Vendredi 13 juin
Cher journal,
Aujourd’hui nous sommes vendredi 13. Jour de malchance.
Si j’avais le droit à un seul vœu, je souhaiterais que maman ne m’annonce pas cette mauvaise nouvelle. Depuis, mes larmes ne cessent de couler, mes joues sont rouges, mes yeux gonflés et je suis à court de mouchoirs après avoir déjà vidé 3 paquets entiers.
Je renifle, car je n’ai pas envie de quitter Shell.
Je suis assise face à lui dans son box, sur une botte de foin, à laisser mes pensées négatives s’échapper sur ce carnet, vidant l’encre noir de mon stylo. Cet endroit est mon échappatoire, mon lieu préféré. Une fois entrée dans l’écurie, mes problèmes disparaissent, mes pensées sombres s’envolent et je passe des heures à me confier à Shell tout en le caressant.

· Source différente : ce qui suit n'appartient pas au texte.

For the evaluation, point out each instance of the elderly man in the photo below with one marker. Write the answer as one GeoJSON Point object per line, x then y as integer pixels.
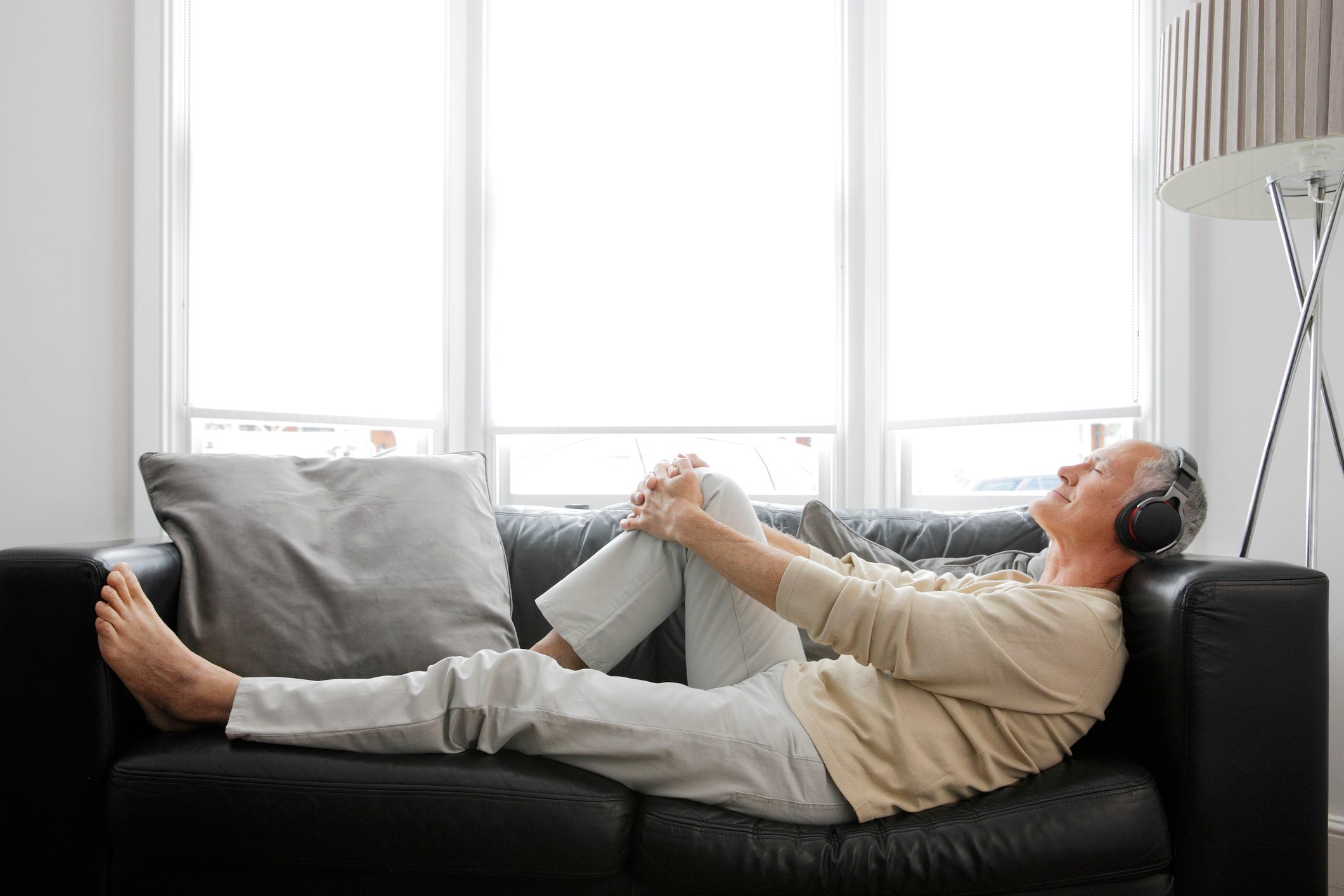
{"type": "Point", "coordinates": [945, 687]}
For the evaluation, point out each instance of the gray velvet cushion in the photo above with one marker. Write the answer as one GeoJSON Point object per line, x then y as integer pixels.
{"type": "Point", "coordinates": [328, 568]}
{"type": "Point", "coordinates": [820, 527]}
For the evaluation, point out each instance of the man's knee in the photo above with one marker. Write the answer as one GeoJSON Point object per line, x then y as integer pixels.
{"type": "Point", "coordinates": [723, 497]}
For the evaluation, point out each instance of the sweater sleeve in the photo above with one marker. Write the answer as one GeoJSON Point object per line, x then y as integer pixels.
{"type": "Point", "coordinates": [983, 639]}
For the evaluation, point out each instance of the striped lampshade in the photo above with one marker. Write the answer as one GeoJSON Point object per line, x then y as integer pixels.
{"type": "Point", "coordinates": [1249, 89]}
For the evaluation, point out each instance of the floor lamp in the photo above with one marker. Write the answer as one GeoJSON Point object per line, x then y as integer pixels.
{"type": "Point", "coordinates": [1251, 127]}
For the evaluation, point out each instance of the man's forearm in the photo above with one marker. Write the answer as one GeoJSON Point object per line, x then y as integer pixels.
{"type": "Point", "coordinates": [785, 542]}
{"type": "Point", "coordinates": [753, 567]}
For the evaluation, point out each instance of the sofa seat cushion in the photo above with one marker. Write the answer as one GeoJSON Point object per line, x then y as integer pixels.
{"type": "Point", "coordinates": [200, 796]}
{"type": "Point", "coordinates": [1085, 822]}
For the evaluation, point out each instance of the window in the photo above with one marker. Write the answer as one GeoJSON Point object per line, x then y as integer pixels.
{"type": "Point", "coordinates": [662, 193]}
{"type": "Point", "coordinates": [585, 236]}
{"type": "Point", "coordinates": [315, 240]}
{"type": "Point", "coordinates": [1012, 331]}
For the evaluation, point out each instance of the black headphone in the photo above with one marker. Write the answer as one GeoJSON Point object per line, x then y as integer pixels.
{"type": "Point", "coordinates": [1152, 523]}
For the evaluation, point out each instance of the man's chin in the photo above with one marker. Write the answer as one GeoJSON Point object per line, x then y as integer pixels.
{"type": "Point", "coordinates": [1037, 507]}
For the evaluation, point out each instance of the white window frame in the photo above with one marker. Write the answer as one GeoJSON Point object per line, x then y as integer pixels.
{"type": "Point", "coordinates": [865, 468]}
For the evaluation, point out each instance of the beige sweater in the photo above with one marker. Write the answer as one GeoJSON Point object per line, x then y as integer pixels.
{"type": "Point", "coordinates": [947, 686]}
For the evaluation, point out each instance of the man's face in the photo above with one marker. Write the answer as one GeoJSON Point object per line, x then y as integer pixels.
{"type": "Point", "coordinates": [1082, 509]}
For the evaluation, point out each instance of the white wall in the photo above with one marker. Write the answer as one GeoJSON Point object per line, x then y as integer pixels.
{"type": "Point", "coordinates": [65, 271]}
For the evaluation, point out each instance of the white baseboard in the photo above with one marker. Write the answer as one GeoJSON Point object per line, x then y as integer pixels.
{"type": "Point", "coordinates": [1335, 850]}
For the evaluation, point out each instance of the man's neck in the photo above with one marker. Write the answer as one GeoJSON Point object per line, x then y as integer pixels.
{"type": "Point", "coordinates": [1087, 570]}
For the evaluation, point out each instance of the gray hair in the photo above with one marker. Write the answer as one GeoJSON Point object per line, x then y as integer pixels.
{"type": "Point", "coordinates": [1156, 475]}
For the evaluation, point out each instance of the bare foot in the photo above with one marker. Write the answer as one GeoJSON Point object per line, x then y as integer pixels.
{"type": "Point", "coordinates": [176, 688]}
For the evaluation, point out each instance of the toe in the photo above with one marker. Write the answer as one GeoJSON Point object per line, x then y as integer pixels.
{"type": "Point", "coordinates": [119, 582]}
{"type": "Point", "coordinates": [110, 596]}
{"type": "Point", "coordinates": [132, 582]}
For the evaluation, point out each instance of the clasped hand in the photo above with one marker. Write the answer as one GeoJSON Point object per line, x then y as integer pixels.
{"type": "Point", "coordinates": [666, 496]}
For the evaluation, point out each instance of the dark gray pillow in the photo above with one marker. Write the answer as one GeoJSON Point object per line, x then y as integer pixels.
{"type": "Point", "coordinates": [328, 568]}
{"type": "Point", "coordinates": [820, 527]}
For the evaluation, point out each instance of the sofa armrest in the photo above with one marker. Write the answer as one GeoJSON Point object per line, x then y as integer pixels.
{"type": "Point", "coordinates": [66, 714]}
{"type": "Point", "coordinates": [1225, 701]}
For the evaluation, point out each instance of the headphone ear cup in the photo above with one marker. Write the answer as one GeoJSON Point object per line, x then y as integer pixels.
{"type": "Point", "coordinates": [1149, 528]}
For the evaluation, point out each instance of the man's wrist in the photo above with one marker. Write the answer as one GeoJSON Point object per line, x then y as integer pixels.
{"type": "Point", "coordinates": [690, 524]}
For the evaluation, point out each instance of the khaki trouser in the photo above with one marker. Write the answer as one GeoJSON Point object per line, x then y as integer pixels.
{"type": "Point", "coordinates": [727, 739]}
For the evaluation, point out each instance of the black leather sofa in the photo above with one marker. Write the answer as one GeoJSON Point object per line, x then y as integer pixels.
{"type": "Point", "coordinates": [1208, 774]}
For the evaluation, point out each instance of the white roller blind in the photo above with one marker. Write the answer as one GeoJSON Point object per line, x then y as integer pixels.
{"type": "Point", "coordinates": [663, 184]}
{"type": "Point", "coordinates": [316, 140]}
{"type": "Point", "coordinates": [1010, 207]}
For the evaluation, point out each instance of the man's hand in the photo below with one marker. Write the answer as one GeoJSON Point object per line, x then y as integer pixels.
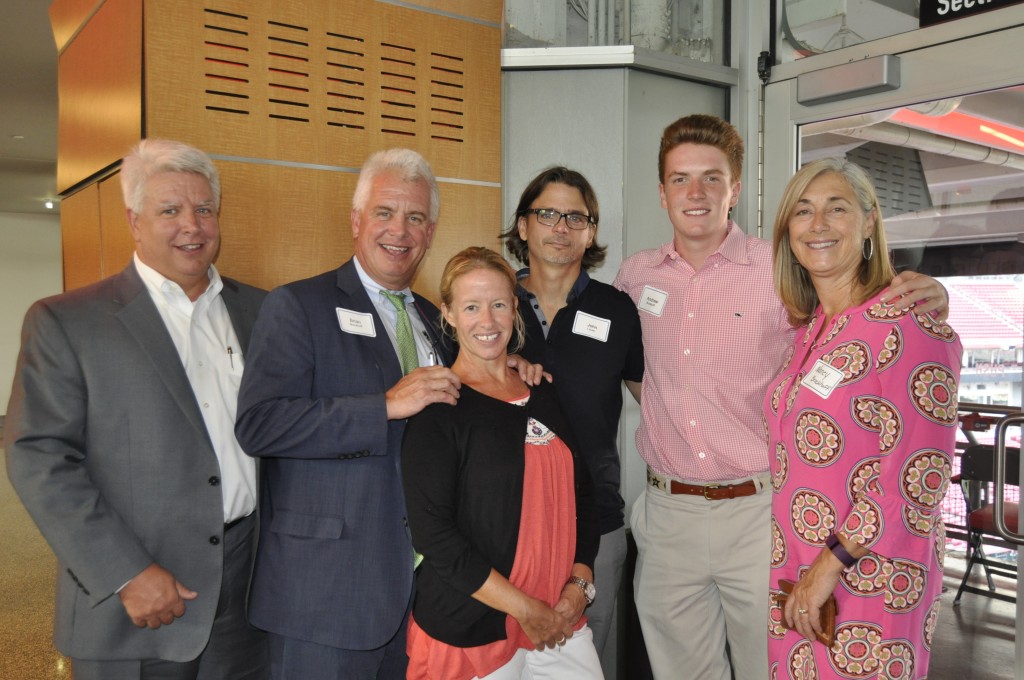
{"type": "Point", "coordinates": [929, 295]}
{"type": "Point", "coordinates": [531, 374]}
{"type": "Point", "coordinates": [155, 598]}
{"type": "Point", "coordinates": [425, 385]}
{"type": "Point", "coordinates": [544, 626]}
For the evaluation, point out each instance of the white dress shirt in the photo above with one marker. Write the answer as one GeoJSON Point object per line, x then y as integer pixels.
{"type": "Point", "coordinates": [425, 351]}
{"type": "Point", "coordinates": [203, 334]}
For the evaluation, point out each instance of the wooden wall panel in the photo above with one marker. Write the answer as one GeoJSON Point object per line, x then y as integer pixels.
{"type": "Point", "coordinates": [99, 91]}
{"type": "Point", "coordinates": [326, 83]}
{"type": "Point", "coordinates": [80, 238]}
{"type": "Point", "coordinates": [308, 230]}
{"type": "Point", "coordinates": [292, 95]}
{"type": "Point", "coordinates": [470, 216]}
{"type": "Point", "coordinates": [118, 244]}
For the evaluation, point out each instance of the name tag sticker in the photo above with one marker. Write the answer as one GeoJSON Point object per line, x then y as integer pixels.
{"type": "Point", "coordinates": [822, 379]}
{"type": "Point", "coordinates": [591, 327]}
{"type": "Point", "coordinates": [356, 323]}
{"type": "Point", "coordinates": [652, 300]}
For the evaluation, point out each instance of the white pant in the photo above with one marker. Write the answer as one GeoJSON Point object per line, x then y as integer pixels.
{"type": "Point", "coordinates": [701, 582]}
{"type": "Point", "coordinates": [577, 660]}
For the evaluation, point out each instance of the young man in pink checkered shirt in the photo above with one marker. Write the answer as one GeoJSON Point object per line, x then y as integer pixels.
{"type": "Point", "coordinates": [715, 334]}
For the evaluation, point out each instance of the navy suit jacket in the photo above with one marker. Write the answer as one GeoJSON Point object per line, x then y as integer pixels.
{"type": "Point", "coordinates": [335, 559]}
{"type": "Point", "coordinates": [109, 451]}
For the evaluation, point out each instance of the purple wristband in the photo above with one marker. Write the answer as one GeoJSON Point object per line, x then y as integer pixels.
{"type": "Point", "coordinates": [841, 553]}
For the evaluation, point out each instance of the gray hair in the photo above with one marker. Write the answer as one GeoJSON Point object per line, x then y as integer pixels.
{"type": "Point", "coordinates": [409, 165]}
{"type": "Point", "coordinates": [151, 157]}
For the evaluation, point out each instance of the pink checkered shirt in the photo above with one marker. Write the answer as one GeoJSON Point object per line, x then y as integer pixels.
{"type": "Point", "coordinates": [721, 337]}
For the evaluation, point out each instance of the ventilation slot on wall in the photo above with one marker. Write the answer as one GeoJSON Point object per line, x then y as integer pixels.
{"type": "Point", "coordinates": [227, 59]}
{"type": "Point", "coordinates": [448, 97]}
{"type": "Point", "coordinates": [288, 72]}
{"type": "Point", "coordinates": [346, 85]}
{"type": "Point", "coordinates": [397, 89]}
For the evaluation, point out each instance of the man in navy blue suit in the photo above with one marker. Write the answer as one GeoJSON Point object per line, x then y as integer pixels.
{"type": "Point", "coordinates": [324, 402]}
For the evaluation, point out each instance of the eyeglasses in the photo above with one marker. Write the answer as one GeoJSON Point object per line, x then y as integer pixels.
{"type": "Point", "coordinates": [550, 217]}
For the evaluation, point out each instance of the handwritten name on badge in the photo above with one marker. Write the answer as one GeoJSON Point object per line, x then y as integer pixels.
{"type": "Point", "coordinates": [355, 323]}
{"type": "Point", "coordinates": [822, 379]}
{"type": "Point", "coordinates": [652, 300]}
{"type": "Point", "coordinates": [591, 327]}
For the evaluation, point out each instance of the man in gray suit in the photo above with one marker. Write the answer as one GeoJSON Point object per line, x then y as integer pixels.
{"type": "Point", "coordinates": [120, 442]}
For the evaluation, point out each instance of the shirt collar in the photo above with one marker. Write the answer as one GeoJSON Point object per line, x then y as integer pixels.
{"type": "Point", "coordinates": [578, 287]}
{"type": "Point", "coordinates": [373, 288]}
{"type": "Point", "coordinates": [158, 284]}
{"type": "Point", "coordinates": [732, 248]}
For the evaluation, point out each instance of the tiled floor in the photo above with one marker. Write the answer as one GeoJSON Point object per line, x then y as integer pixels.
{"type": "Point", "coordinates": [972, 642]}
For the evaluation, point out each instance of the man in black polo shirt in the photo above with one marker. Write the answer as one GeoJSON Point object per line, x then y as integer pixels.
{"type": "Point", "coordinates": [587, 335]}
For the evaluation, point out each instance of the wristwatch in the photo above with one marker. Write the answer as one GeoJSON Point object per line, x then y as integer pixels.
{"type": "Point", "coordinates": [834, 544]}
{"type": "Point", "coordinates": [589, 591]}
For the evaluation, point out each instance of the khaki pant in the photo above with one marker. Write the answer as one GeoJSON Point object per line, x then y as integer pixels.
{"type": "Point", "coordinates": [701, 582]}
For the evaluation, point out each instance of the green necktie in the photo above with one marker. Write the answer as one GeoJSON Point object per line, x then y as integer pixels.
{"type": "Point", "coordinates": [403, 333]}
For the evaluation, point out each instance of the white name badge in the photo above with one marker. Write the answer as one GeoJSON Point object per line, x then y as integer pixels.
{"type": "Point", "coordinates": [822, 379]}
{"type": "Point", "coordinates": [591, 327]}
{"type": "Point", "coordinates": [356, 323]}
{"type": "Point", "coordinates": [652, 300]}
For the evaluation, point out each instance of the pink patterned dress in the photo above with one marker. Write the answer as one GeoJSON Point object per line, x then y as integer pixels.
{"type": "Point", "coordinates": [861, 424]}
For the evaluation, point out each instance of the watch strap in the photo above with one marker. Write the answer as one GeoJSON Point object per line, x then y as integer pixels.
{"type": "Point", "coordinates": [586, 586]}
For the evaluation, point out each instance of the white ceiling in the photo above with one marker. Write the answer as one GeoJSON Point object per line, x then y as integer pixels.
{"type": "Point", "coordinates": [28, 108]}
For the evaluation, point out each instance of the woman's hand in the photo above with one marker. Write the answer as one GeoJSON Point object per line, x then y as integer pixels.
{"type": "Point", "coordinates": [546, 627]}
{"type": "Point", "coordinates": [572, 601]}
{"type": "Point", "coordinates": [543, 625]}
{"type": "Point", "coordinates": [912, 288]}
{"type": "Point", "coordinates": [803, 607]}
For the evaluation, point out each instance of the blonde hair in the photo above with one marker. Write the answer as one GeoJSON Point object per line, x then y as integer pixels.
{"type": "Point", "coordinates": [793, 283]}
{"type": "Point", "coordinates": [470, 259]}
{"type": "Point", "coordinates": [410, 165]}
{"type": "Point", "coordinates": [151, 157]}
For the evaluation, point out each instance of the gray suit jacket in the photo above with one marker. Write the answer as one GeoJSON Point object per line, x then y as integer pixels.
{"type": "Point", "coordinates": [109, 452]}
{"type": "Point", "coordinates": [335, 559]}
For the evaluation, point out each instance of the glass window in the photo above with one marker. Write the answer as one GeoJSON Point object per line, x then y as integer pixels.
{"type": "Point", "coordinates": [813, 27]}
{"type": "Point", "coordinates": [692, 29]}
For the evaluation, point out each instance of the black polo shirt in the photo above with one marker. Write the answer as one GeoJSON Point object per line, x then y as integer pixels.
{"type": "Point", "coordinates": [591, 346]}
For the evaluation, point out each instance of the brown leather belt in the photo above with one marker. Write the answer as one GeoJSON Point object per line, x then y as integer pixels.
{"type": "Point", "coordinates": [710, 492]}
{"type": "Point", "coordinates": [715, 492]}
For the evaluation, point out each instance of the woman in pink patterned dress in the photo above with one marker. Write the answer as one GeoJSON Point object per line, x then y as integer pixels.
{"type": "Point", "coordinates": [861, 423]}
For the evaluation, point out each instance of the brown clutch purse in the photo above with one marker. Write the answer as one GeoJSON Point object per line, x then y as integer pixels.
{"type": "Point", "coordinates": [827, 613]}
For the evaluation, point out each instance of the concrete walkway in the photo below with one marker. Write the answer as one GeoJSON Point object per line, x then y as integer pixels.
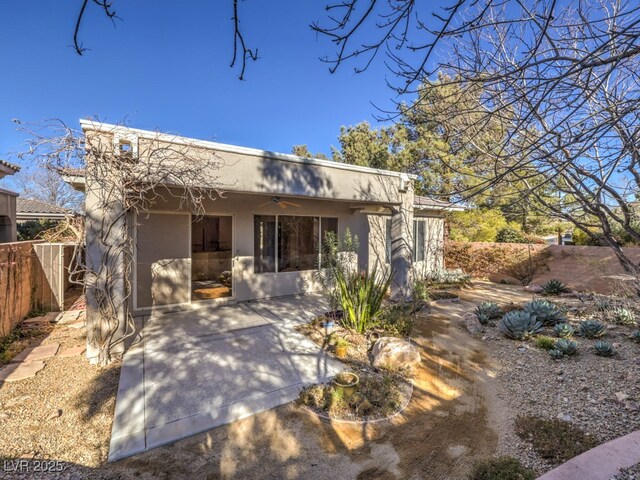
{"type": "Point", "coordinates": [195, 370]}
{"type": "Point", "coordinates": [601, 462]}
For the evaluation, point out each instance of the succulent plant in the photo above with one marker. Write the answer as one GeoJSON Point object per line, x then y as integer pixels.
{"type": "Point", "coordinates": [556, 354]}
{"type": "Point", "coordinates": [546, 312]}
{"type": "Point", "coordinates": [623, 316]}
{"type": "Point", "coordinates": [519, 325]}
{"type": "Point", "coordinates": [486, 311]}
{"type": "Point", "coordinates": [566, 346]}
{"type": "Point", "coordinates": [591, 329]}
{"type": "Point", "coordinates": [604, 349]}
{"type": "Point", "coordinates": [554, 287]}
{"type": "Point", "coordinates": [564, 330]}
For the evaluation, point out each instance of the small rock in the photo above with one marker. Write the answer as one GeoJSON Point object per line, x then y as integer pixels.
{"type": "Point", "coordinates": [394, 353]}
{"type": "Point", "coordinates": [56, 414]}
{"type": "Point", "coordinates": [621, 396]}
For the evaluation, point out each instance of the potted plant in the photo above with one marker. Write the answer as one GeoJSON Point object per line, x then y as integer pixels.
{"type": "Point", "coordinates": [347, 383]}
{"type": "Point", "coordinates": [341, 347]}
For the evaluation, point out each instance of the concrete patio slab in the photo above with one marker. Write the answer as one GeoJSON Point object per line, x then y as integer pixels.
{"type": "Point", "coordinates": [19, 371]}
{"type": "Point", "coordinates": [72, 351]}
{"type": "Point", "coordinates": [195, 370]}
{"type": "Point", "coordinates": [601, 462]}
{"type": "Point", "coordinates": [41, 352]}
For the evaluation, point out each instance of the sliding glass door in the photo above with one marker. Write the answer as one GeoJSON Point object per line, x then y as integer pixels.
{"type": "Point", "coordinates": [211, 257]}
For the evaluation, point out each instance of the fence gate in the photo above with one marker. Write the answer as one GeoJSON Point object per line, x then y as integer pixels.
{"type": "Point", "coordinates": [55, 260]}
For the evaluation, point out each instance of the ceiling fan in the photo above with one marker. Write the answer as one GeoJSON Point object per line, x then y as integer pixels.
{"type": "Point", "coordinates": [278, 201]}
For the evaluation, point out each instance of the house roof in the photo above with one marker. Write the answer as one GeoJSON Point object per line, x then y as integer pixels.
{"type": "Point", "coordinates": [34, 208]}
{"type": "Point", "coordinates": [91, 125]}
{"type": "Point", "coordinates": [428, 203]}
{"type": "Point", "coordinates": [7, 168]}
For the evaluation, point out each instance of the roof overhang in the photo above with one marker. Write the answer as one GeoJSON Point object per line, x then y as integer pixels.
{"type": "Point", "coordinates": [92, 125]}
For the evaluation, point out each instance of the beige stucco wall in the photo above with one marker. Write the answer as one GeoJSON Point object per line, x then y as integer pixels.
{"type": "Point", "coordinates": [164, 248]}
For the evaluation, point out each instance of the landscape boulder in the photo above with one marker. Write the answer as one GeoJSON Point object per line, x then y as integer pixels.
{"type": "Point", "coordinates": [394, 353]}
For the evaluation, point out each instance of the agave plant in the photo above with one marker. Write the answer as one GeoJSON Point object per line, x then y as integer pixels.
{"type": "Point", "coordinates": [604, 349]}
{"type": "Point", "coordinates": [546, 312]}
{"type": "Point", "coordinates": [623, 316]}
{"type": "Point", "coordinates": [591, 329]}
{"type": "Point", "coordinates": [566, 346]}
{"type": "Point", "coordinates": [486, 311]}
{"type": "Point", "coordinates": [556, 354]}
{"type": "Point", "coordinates": [554, 287]}
{"type": "Point", "coordinates": [564, 330]}
{"type": "Point", "coordinates": [520, 325]}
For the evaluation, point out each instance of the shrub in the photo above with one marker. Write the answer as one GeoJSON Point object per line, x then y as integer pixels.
{"type": "Point", "coordinates": [566, 346]}
{"type": "Point", "coordinates": [604, 349]}
{"type": "Point", "coordinates": [546, 312]}
{"type": "Point", "coordinates": [486, 311]}
{"type": "Point", "coordinates": [510, 235]}
{"type": "Point", "coordinates": [591, 329]}
{"type": "Point", "coordinates": [554, 287]}
{"type": "Point", "coordinates": [545, 343]}
{"type": "Point", "coordinates": [554, 440]}
{"type": "Point", "coordinates": [564, 330]}
{"type": "Point", "coordinates": [501, 468]}
{"type": "Point", "coordinates": [623, 316]}
{"type": "Point", "coordinates": [520, 325]}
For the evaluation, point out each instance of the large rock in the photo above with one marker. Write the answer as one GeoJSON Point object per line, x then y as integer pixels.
{"type": "Point", "coordinates": [394, 353]}
{"type": "Point", "coordinates": [472, 323]}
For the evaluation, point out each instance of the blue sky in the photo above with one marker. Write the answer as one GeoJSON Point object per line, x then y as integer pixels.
{"type": "Point", "coordinates": [166, 66]}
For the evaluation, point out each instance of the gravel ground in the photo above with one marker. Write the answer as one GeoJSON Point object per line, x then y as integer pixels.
{"type": "Point", "coordinates": [64, 413]}
{"type": "Point", "coordinates": [632, 473]}
{"type": "Point", "coordinates": [599, 395]}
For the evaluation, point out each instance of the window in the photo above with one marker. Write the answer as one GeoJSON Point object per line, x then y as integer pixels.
{"type": "Point", "coordinates": [418, 240]}
{"type": "Point", "coordinates": [287, 243]}
{"type": "Point", "coordinates": [264, 243]}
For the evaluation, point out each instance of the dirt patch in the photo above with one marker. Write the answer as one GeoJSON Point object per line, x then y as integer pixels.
{"type": "Point", "coordinates": [446, 428]}
{"type": "Point", "coordinates": [64, 413]}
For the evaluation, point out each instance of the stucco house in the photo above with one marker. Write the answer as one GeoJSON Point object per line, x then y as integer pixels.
{"type": "Point", "coordinates": [262, 237]}
{"type": "Point", "coordinates": [8, 230]}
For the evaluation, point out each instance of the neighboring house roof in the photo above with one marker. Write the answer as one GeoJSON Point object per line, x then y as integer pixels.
{"type": "Point", "coordinates": [7, 168]}
{"type": "Point", "coordinates": [32, 209]}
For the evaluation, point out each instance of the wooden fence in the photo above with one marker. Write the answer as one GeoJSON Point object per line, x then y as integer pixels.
{"type": "Point", "coordinates": [33, 275]}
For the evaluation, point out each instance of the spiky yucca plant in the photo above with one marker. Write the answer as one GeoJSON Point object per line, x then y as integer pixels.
{"type": "Point", "coordinates": [554, 287]}
{"type": "Point", "coordinates": [566, 346]}
{"type": "Point", "coordinates": [564, 330]}
{"type": "Point", "coordinates": [546, 312]}
{"type": "Point", "coordinates": [623, 316]}
{"type": "Point", "coordinates": [591, 329]}
{"type": "Point", "coordinates": [520, 325]}
{"type": "Point", "coordinates": [360, 295]}
{"type": "Point", "coordinates": [604, 349]}
{"type": "Point", "coordinates": [486, 311]}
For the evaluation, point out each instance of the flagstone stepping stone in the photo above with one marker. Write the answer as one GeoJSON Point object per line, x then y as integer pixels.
{"type": "Point", "coordinates": [36, 353]}
{"type": "Point", "coordinates": [19, 371]}
{"type": "Point", "coordinates": [73, 351]}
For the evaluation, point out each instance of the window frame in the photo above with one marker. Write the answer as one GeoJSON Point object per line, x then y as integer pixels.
{"type": "Point", "coordinates": [276, 256]}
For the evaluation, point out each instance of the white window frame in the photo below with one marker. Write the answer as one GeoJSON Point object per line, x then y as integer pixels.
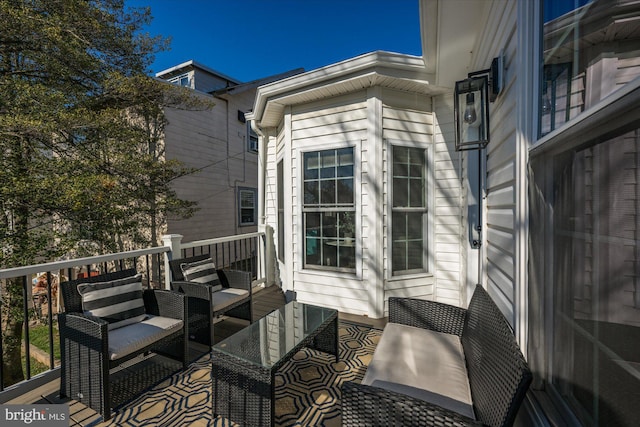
{"type": "Point", "coordinates": [328, 271]}
{"type": "Point", "coordinates": [179, 79]}
{"type": "Point", "coordinates": [254, 193]}
{"type": "Point", "coordinates": [428, 218]}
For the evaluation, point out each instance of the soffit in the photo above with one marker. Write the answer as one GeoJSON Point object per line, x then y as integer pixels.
{"type": "Point", "coordinates": [450, 32]}
{"type": "Point", "coordinates": [384, 69]}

C’est le seul avec qui je me sens comprise, écoutée et non jugée. Je lui avoue mes secrets, mes peurs, mes hontes… Depuis sa naissance, pas un jour n’est passé sans que je ne sois venu lui rendre visite. Si je n’ai pas le temps de passer le matin avant d’aller à l’école, ce qui arrive souvent car j’ai la fâcheuse habitude de louper mon réveil, je passe le voir le soir pour lui souhaiter une bonne nuit. Comme s’il sentait ma présence, il se lève dès que je traverse la porte de l’écurie. Son beau pelage blanc suscite mon désir de lui faire des câlins et sa douce crinière noire me donne envie de passer mes doigts dedans. Shell adore que je m’occupe de lui.
J’ai toujours soupçonné mes parents de ne pas comprendre le puissant lien qui me relie à Shell et mes pensées se sont confirmées lorsque ma mère m’a annoncé leur décision de déménager.
Son explication se résume en deux phrases : Papa a été muté dans une grande ville au Sud de la France. Nous quittons la campagne. Les premières paroles que j’ai prononcés après sa révélation sont les suivantes : « Peut-on emmener Shell ? ». Avec un sourire triste, elle a secoué la tête de gauche à droite avant de la baisser. Sans ajouter un mot, j’ai attrapé mon carnet et j’ai fui, me réfugiant ici, au côté de mon plus fidèle ami que j’allais devoir quitter.
Mardi 15 juillet
Cher journal,
C’est le jour J.
Vide. Voilà l’adjectif qui qualifie le mieux l’état de ma maison à cet instant précis. Les cartons et meubles sont dans le camion de déménagement, sûrement bientôt arrivés dans notre future demeure.
Mes parents vérifient une dernière fois qu’ils n’ont rien oublié, le sourire aux lèvres de partir à l’aventure dans un nouveau monde : la ville. Moi ? Je ne veux pas partir. Encore moins quitter Shell. J’ai tellement pleuré à tel point qu’il ne me reste plus une seule larme à verser.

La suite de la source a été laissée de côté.